# Maximum

##### Junior Member
You have a function "max" that gives the largest of its arguments; for instance, if you have two children who are 4 and 5 years old, respectively, then max(4, 5) tells you the age of the older one.

What it you had twins, both 5 years old? Doesn't it make sense that max(5, 5) should be 5, the age of the "older" one (namely, of either one)? In a sense, neither is older, so you could quibble about it; but what other answer would make sense?

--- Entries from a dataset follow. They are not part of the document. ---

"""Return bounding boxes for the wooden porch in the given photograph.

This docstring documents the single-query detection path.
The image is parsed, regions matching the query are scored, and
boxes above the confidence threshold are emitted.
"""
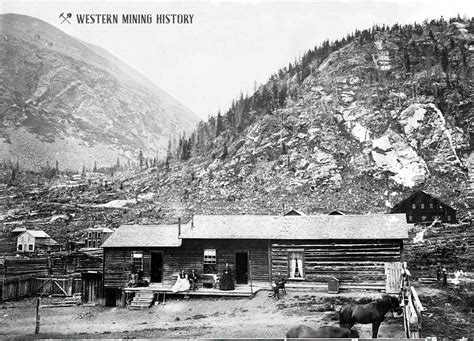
[123,282,271,297]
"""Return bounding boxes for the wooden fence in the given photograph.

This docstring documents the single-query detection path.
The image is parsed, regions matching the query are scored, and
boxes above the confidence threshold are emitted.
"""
[0,275,82,302]
[0,275,37,302]
[400,263,425,339]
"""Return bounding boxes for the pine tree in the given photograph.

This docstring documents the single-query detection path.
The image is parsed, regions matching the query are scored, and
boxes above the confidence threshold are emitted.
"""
[138,149,143,170]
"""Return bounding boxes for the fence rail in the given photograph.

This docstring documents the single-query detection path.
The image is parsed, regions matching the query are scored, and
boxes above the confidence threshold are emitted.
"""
[400,263,425,339]
[0,275,82,302]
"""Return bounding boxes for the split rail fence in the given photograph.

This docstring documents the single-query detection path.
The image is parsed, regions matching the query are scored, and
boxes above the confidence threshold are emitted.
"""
[0,275,81,302]
[400,263,425,339]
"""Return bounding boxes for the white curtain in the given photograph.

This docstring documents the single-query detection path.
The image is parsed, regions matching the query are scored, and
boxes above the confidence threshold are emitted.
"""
[290,256,296,278]
[298,258,303,277]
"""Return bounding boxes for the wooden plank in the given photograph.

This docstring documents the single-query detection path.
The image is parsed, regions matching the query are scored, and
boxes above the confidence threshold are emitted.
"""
[410,286,425,316]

A technical definition of max(x, y) would be "the smallest number that is no larger than either x or y". Once we have made such a definition, we don't need to worry about oddities in the English. That's one reason math is written using symbols rather than in English words!
so I can say that max is returning the largest number regardless to its elements(numbers) if they are equal or not .. doesn't matter what's matter "the largest" ye?

#### pka

##### Elite Member
so I can say that max is returning the largest number regardless to its elements(numbers) if they are equal or not .. doesn't matter what's matter "the largest" ye?
Your question is not clear. It is true that
1)$$\displaystyle \max\{x,y\}=\max\{y,x\}$$ order does not matter, $$\displaystyle \max\{-7,0\}=\max\{0,-7\}=0$$
2) Also and again $$\displaystyle \max\{6,6\}=6$$,
3) The arguments may be more than two $$\displaystyle \max\{8,6,-5,-7\}=8$$

#### Dr.Peterson

##### Elite Member
so I can say that max is returning the largest number regardless to its elements(numbers) if they are equal or not .. doesn't matter what's matter "the largest" ye?
Correct. The numbers don't have to be different; you are finding the largest value among them, not identifying one of them as "the largest".